Example #1
0
class Searcher:
    """ Searcher is a class dealing with real-time querying.
        It implements the ranked retrieval based on the VSM(Vector Space Model).
        It also support Phrasal Queries and Pivoted Normalized Document Length.
    Args:
        dictionary_file: the file path of the dictionary
        postings_file: the file path of the postings
        rate: the penalty rate of the pivoted normalized document length
        expand: boolean indicator for using Query Expansion
        feedback: boolean indicator for using Relevance Feedback
        pivoted: boolean indicator for using pivoted normalized document length
        score: output the score of each result
    """
    def __init__(self,
                 dictionary_file,
                 postings_file,
                 expand=False,
                 feedback=True,
                 rate=0.01,
                 pivoted=False,
                 score=False):

        self.dictionary_file = dictionary_file
        self.postings_file = postings_file
        self.rate = rate
        self.pivoted = pivoted
        self.score = score

        self.stemmer = PorterStemmer()
        self.indexer = Indexer(dictionary_file, postings_file)
        self.refiner = Refiner(indexer=self.indexer,
                               expand=expand,
                               feedback=feedback)
        self.feedback = feedback

        self.a, _, _, _ = self.indexer.LoadDict()

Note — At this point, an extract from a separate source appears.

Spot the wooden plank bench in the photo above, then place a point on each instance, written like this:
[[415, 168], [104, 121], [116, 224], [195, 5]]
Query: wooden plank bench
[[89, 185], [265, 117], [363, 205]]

    """ Search and return docIds according to the boolean expression.
    Args:
        query: the query string
        relevant_docs: relevanct doc used for relevance feedback
    Returns:
        result: the list of K most relevant docIds in response to the query
        urls: the url corresponding to each result
        score: the score corresponding to each result
    """

    def search(self, query, relevant_docs):
        # step 1: let refiner to refine the query and get query_infos
        query_infos, postings_lists = self.refiner.refine(query, relevant_docs)

        # step 2: get candidate docs that need to rank(phrasal query)
        # step 2-1: get all the docs that contains all the terms in the query
        self._get_intersection(query_infos, postings_lists)

        # step 2-2: judging every doc whether it contains the phrase
        self._judge(query_infos, postings_lists)

        # step 3: rank documents based on VSM and relevance feedback based on top doc to get final result
        # step 3-1: rank documents get the result
        result, score = self.rank(query_infos, postings_lists)

        # step 3-2: relevance feedback based on top doc
        if (self.feedback):
            self.refiner._feedback(query_infos, result[:5], postings_lists)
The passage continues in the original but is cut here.